Identification and Ecology of Australian Freshwater Invertebrate
 
   
Home
Identify your bug
Contact
Using the Bug Guide
How to use this guide
How to identify bugs
 
 
 
 
 
 

How to use the online Bug Guide

This interactive guide to the Identification and Ecology of Australian Freshwater Invertebrates is designed to provide ecological and taxonomic information to enable community groups, students and scientists to readily identify inland aquatic invertebrates. The content focuses on invertebrates from fresh and inland saline surface waters of mainland Australia and Tasmania, in particular taxa utilised in routine biomonitoring.

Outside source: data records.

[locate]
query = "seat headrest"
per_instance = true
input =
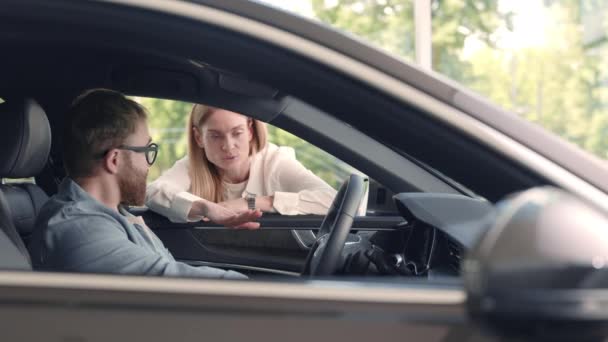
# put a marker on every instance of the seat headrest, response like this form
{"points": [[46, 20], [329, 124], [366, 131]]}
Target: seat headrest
{"points": [[25, 138]]}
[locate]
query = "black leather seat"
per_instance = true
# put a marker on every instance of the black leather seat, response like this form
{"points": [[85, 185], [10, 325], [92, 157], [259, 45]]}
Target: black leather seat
{"points": [[25, 142]]}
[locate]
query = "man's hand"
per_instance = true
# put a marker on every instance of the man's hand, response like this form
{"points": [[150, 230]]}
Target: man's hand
{"points": [[226, 217]]}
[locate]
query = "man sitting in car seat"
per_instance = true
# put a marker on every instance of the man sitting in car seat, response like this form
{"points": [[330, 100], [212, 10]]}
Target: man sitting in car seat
{"points": [[107, 152]]}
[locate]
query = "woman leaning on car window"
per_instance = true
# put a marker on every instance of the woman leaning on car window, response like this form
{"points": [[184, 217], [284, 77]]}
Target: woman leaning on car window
{"points": [[230, 162]]}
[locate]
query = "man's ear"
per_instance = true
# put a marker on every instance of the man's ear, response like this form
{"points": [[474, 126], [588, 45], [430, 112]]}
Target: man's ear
{"points": [[250, 129], [198, 137], [111, 161]]}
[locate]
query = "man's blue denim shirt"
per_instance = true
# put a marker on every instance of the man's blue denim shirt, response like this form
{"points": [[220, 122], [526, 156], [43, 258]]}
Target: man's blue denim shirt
{"points": [[76, 233]]}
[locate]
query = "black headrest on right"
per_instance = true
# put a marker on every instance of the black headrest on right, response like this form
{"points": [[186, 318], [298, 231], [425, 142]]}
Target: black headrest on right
{"points": [[25, 138]]}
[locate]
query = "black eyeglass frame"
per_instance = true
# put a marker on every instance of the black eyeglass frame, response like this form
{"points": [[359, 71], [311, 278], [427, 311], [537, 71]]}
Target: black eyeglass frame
{"points": [[151, 147]]}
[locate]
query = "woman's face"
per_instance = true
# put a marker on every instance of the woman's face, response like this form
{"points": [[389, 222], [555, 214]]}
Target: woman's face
{"points": [[225, 137]]}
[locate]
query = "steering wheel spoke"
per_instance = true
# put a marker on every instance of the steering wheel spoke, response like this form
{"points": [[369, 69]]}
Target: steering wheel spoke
{"points": [[324, 255]]}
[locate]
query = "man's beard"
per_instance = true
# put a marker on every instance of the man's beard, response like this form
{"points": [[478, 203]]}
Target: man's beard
{"points": [[132, 183]]}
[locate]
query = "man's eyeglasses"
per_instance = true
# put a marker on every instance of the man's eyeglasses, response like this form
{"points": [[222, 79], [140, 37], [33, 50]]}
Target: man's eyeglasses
{"points": [[151, 151]]}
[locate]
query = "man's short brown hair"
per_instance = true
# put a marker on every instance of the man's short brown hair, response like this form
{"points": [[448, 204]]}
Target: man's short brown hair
{"points": [[97, 121]]}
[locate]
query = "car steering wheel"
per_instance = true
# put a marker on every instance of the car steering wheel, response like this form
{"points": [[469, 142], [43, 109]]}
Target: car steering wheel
{"points": [[326, 251]]}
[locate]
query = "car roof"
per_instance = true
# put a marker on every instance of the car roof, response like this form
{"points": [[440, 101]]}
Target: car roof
{"points": [[121, 49]]}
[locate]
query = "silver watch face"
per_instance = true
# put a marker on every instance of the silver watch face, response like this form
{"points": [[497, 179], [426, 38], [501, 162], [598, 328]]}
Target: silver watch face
{"points": [[251, 201]]}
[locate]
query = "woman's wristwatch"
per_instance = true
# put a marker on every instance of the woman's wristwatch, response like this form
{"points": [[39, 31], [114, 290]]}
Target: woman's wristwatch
{"points": [[250, 201]]}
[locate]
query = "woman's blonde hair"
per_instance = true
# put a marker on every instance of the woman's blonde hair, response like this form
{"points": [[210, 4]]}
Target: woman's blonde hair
{"points": [[204, 176]]}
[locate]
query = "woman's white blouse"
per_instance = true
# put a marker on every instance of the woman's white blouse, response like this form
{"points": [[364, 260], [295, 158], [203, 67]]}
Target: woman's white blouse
{"points": [[274, 171]]}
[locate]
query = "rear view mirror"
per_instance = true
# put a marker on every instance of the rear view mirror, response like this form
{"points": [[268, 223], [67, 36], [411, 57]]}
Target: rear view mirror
{"points": [[541, 270]]}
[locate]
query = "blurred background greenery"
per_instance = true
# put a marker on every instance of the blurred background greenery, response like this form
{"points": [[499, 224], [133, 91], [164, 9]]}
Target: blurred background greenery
{"points": [[544, 60]]}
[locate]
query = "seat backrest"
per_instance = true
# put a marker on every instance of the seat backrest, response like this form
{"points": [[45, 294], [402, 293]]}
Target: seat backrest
{"points": [[25, 142], [13, 254]]}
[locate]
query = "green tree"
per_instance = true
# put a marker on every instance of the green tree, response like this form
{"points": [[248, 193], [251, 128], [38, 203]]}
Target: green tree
{"points": [[560, 84], [389, 24]]}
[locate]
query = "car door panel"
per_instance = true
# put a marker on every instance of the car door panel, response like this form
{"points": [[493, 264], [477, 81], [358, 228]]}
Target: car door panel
{"points": [[278, 244]]}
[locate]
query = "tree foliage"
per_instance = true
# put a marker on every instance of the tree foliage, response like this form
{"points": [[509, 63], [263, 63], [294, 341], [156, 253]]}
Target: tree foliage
{"points": [[559, 84]]}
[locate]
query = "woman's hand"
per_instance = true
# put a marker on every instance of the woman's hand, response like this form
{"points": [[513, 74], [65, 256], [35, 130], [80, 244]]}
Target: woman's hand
{"points": [[243, 219], [263, 203]]}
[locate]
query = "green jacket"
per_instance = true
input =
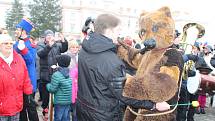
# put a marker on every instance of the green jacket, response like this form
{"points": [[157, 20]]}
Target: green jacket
{"points": [[61, 87]]}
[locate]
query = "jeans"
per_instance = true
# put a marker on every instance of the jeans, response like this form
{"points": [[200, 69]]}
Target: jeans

General information is given for each of the major aquatic invertebrate groups. Then successively more specific information is provided to genus level (not all groups). Taxonomic keys are provided to family level for the groups utilised in biomonitoring then to subfamily level or genus level for some families. Detailed information and key references are not included for the following major groups; Aphanoneura, Bryozoa, Gastrotrichia, Nematoda, Nematomorpha, Nemertea, Protozoa, Rotifera and Tardigrada. The status of taxonomic levels above Order are reviewed or debated as knowledge is gained or refuted with the majority of groupings remaining constant. For this reason, major groups and minor groups above Order level have not been assigned taxonomic status in this Guide.

Citation

This online resource is a compilation of taxonomic resources published by the various taxonomists working on invertebrates with aquatic life stages. Any information used from the description pages should be cited using the page name and referring to Hawking, Smith and LeBusque as editors.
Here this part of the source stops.